Description

BSE circular outlining Terms of Reference (TOR) for mandatory cyber security audits of trading members, including governance requirements, CISO designation, budget allocation, employee screening, and third-party due diligence.

Summary

BSE has issued detailed Terms of Reference (TOR) for cyber security and cyber resilience audits applicable to trading members. The circular establishes comprehensive cybersecurity governance requirements based on the Cyber Security and Cyber Resilience Framework (CSCRF), including mandatory designation of Chief Information Security Officer (CISO), budget allocation, employee screening procedures, and third-party service provider management.

Key Points

  • Trading members must designate a senior official as Chief Information Security Officer (CISO) reporting directly to MD & CEO
  • CISO must possess sufficient qualifications and capabilities, with standing equivalent to CTO/CIO level
  • Adequate percentage of total IT budget must be allocated to cybersecurity under separate budgetary head
  • Time-bound reporting procedures required for cybersecurity incidents to CISO or senior management
  • All employees must undergo security screening, proper onboarding training, and regular security training
  • Confidentiality and integrity agreements mandatory with third-party service providers
  • Due diligence required for all third-party service providers accessing IT systems
  • Requirements vary by organization size: Qualified REs, Mid-size, and Small-size entities

Regulatory Changes

The circular introduces structured cybersecurity governance framework with specific standards:

  • GV.RR.S3: CISO designation and reporting structure requirements
  • GV.RR.S4: IT budget allocation for cybersecurity
  • GV.RR.S5 & GV.RR.S6: Resource allocation and employee screening procedures
  • GV.PO.S1, S2, S5: Policy formulation requirements (multiple sub-sections)
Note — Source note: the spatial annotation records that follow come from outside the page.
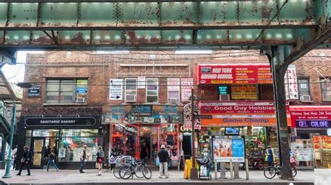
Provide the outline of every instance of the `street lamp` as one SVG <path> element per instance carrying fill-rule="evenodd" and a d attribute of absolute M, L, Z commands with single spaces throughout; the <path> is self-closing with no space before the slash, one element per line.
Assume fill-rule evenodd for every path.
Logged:
<path fill-rule="evenodd" d="M 201 90 L 201 96 L 203 97 L 205 95 L 204 91 Z M 194 119 L 194 101 L 195 100 L 200 100 L 201 99 L 198 99 L 196 97 L 194 96 L 193 93 L 193 88 L 191 89 L 191 118 L 192 122 L 192 134 L 191 135 L 191 154 L 192 154 L 192 168 L 190 170 L 190 179 L 198 179 L 198 170 L 196 168 L 196 148 L 195 148 L 195 133 L 196 133 L 196 128 L 195 128 L 195 121 Z"/>
<path fill-rule="evenodd" d="M 16 104 L 15 103 L 15 100 L 13 101 L 13 113 L 12 113 L 12 122 L 10 124 L 10 141 L 9 144 L 9 152 L 8 156 L 7 159 L 7 163 L 6 165 L 6 173 L 2 177 L 2 178 L 10 178 L 10 166 L 11 166 L 11 152 L 13 148 L 13 140 L 14 138 L 14 130 L 15 130 L 15 125 L 16 122 Z"/>

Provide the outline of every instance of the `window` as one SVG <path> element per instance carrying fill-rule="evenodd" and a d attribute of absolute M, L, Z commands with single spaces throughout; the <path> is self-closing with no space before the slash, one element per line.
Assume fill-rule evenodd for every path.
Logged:
<path fill-rule="evenodd" d="M 137 79 L 125 79 L 125 101 L 136 102 Z"/>
<path fill-rule="evenodd" d="M 86 103 L 87 98 L 87 79 L 49 79 L 47 81 L 47 103 Z"/>
<path fill-rule="evenodd" d="M 159 102 L 158 79 L 146 79 L 146 82 L 147 82 L 146 102 L 147 103 L 157 103 Z"/>
<path fill-rule="evenodd" d="M 177 104 L 179 102 L 180 81 L 178 78 L 169 78 L 167 81 L 168 102 Z"/>
<path fill-rule="evenodd" d="M 309 81 L 308 79 L 298 79 L 299 83 L 299 97 L 300 99 L 303 99 L 303 96 L 310 95 L 309 92 Z"/>
<path fill-rule="evenodd" d="M 322 88 L 322 100 L 323 102 L 331 102 L 331 80 L 321 79 L 321 87 Z"/>

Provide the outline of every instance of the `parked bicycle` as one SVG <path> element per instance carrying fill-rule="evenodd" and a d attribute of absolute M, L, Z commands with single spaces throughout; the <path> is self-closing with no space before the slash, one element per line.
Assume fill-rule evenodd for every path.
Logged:
<path fill-rule="evenodd" d="M 131 165 L 122 166 L 119 169 L 119 176 L 123 179 L 128 179 L 133 175 L 138 178 L 145 177 L 147 179 L 152 178 L 152 170 L 146 166 L 145 159 L 132 163 Z"/>
<path fill-rule="evenodd" d="M 276 175 L 280 177 L 281 175 L 281 168 L 282 166 L 280 166 L 278 163 L 275 163 L 274 166 L 270 166 L 267 167 L 264 171 L 265 178 L 272 179 L 276 176 Z M 297 169 L 295 169 L 295 167 L 293 166 L 291 166 L 290 168 L 292 170 L 292 175 L 294 177 L 297 175 Z"/>

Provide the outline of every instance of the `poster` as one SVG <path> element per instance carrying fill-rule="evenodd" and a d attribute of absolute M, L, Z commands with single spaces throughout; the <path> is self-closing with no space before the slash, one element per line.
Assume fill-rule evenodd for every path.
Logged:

Differentiated compliance requirements based on organization classification with varying applicability (Yes/No) across Qualified REs, Mid-size, and Small-size trading members.

Compliance Requirements

Governance Structure:

  • Appoint qualified CISO with direct reporting to MD & CEO or Designated Officer for smaller entities
  • Establish cybersecurity and cyber resilience policy approved by Board/Partners/Proprietor
  • Implement incident reporting procedures complying with SEBI/GoI guidelines

Budget and Resources:

  • Allocate adequate percentage of IT budget specifically for cybersecurity
  • Maintain separate budgetary head for Board/management monitoring
  • Regularly revisit resourcing based on implementation progress

Human Resources:

  • Conduct due diligence and screening for all new hires
  • Provide mandatory security training during onboarding and regularly thereafter
  • Follow proper employment policies, agreements, and termination procedures
  • Ensure confidentiality through appropriate employment agreements

Third-Party Management:

  • Execute confidentiality and integrity agreements with all third-party service providers
  • Conduct thorough due diligence before granting IT system access
  • Monitor third-party compliance with security requirements

Important Dates

No specific deadlines mentioned in the provided content. Trading members should refer to the complete circular for implementation timelines and compliance dates.

Impact Assessment

Operational Impact:

  • High compliance burden on trading members requiring organizational restructuring
  • Significant investment needed in cybersecurity infrastructure and personnel
  • Enhanced security protocols will require process modifications across departments

Financial Impact:

  • Mandatory budget allocation for cybersecurity may increase operational costs
  • Investment required in CISO-level positions and qualified security personnel
  • Additional expenses for third-party audits and due diligence processes

Market Impact:

  • Strengthened cybersecurity posture across trading ecosystem reduces systemic risk
  • Improved investor confidence through enhanced protection of trading infrastructure
  • Potential competitive advantage for well-prepared trading members
  • Smaller trading members may face proportionally higher compliance costs

Risk Mitigation:

  • Standardized cybersecurity framework reduces vulnerability to cyber attacks
  • Clear governance structure improves incident response capabilities
  • Third-party oversight minimizes supply chain security risks
  • Regular training reduces human error and social engineering risks

Impact Justification

Mandatory cyber security audit requirements for all trading members with comprehensive governance and compliance obligations. High severity due to regulatory enforcement and critical infrastructure protection needs.